Puis, soudain méfiant :

— Dites donc, dites donc… pas de blagues !… Ne venez pas contrecarrer mes projets… Tenez : un conseil, mêlez-vous de ce qui vous regarde… Sinon, je vous fais fusiller comme espion ; je n’ai qu’un ordre à donner… Ça ne traînera pas.

— Ceintras, mon pauvre ami… Écoute-moi, souviens-toi…

— Ma mission est civilisatrice et humanitaire. Ces gens-là ignoraient l’usage du soleil, je vais le leur apprendre. Hein ? concevez-vous ce degré de barbarie ?… Ils ignoraient l’usage du soleil !

Longtemps il divagua de la sorte. Je pris le parti de ne plus le contredire. Au bout d’une heure de marche, comme nous étions à peu près au tiers de notre route, le jour polaire apparut. Ainsi les crimes de Ceintras n’avaient pas été irréparables.

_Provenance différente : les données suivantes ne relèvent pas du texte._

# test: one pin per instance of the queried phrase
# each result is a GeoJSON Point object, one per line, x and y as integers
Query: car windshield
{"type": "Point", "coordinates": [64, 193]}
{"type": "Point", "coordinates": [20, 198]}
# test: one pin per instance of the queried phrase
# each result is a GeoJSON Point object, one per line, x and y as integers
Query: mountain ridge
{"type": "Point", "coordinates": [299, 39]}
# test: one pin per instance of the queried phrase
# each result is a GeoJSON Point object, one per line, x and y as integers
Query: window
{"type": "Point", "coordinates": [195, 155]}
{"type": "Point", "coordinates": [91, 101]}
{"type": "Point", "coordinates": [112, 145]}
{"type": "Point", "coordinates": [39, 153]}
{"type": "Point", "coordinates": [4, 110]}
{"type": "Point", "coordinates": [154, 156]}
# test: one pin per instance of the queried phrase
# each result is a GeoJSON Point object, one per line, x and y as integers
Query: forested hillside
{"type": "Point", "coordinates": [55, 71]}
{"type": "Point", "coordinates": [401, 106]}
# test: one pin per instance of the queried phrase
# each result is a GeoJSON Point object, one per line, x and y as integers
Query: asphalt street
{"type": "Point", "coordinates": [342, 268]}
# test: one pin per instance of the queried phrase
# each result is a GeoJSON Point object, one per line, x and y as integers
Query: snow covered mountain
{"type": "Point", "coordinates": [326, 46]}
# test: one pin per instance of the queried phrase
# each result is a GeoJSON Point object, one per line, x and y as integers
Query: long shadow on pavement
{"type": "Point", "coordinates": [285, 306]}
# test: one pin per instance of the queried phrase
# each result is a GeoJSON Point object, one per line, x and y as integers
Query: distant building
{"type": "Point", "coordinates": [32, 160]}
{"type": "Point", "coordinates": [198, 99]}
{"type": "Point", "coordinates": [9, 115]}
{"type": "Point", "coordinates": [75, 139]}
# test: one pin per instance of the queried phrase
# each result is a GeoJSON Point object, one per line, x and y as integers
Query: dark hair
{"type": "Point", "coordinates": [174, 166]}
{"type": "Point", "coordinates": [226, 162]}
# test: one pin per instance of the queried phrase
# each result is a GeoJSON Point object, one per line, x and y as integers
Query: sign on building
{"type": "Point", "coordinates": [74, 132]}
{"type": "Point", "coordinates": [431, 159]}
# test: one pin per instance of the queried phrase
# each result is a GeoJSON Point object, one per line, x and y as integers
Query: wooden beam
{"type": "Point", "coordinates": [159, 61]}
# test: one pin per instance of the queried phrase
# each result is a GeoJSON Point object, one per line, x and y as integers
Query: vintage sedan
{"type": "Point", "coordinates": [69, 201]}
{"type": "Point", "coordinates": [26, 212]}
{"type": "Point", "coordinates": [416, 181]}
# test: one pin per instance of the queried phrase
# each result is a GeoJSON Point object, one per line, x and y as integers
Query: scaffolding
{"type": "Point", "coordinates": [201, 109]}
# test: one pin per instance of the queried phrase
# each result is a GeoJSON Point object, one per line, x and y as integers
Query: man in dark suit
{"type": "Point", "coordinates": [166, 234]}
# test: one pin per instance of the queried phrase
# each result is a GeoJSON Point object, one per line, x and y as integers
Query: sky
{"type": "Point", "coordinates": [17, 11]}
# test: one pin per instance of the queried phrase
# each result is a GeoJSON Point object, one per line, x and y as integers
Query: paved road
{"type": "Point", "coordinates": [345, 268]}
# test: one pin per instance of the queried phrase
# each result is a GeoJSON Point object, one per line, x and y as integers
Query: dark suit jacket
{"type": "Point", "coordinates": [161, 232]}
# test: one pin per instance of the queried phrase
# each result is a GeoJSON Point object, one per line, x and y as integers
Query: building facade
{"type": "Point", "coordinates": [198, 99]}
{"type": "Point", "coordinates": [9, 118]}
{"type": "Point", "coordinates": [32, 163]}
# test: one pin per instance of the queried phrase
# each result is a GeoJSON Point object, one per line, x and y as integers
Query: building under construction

Le peuple du Pôle, si cruellement éprouvé, s’était remis à l’ouvrage sans perdre de temps, après n’avoir peut-être compté ses morts que pour se rendre compte des vides à combler… Ce fut pour moi une heureuse surprise : ce jour monstrueux, qui jadis avait été pour nous une cause de terreur et d’angoisse, je l’attendais à présent comme un libérateur. Et je dois dire qu’après ce qui s’était passé je n’espérais guère le voir revenir de si tôt.

Tandis que le sol se recouvrait, autour de nous, de son voile lumineux et violet, Ceintras s’arrêta soudain dans l’attitude d’un homme qui se souvient ou cherche à se souvenir. Ce phénomène, qui nous était à la longue devenu familier le rendit au sentiment de la réalité ; il oublia son calme glorieux de conquérant imaginaire et fut repris par la fureur ; du moins, cette fureur il ne la concevait pas à propos de chimères : c’était une amélioration redoutable mais évidente de son état mental.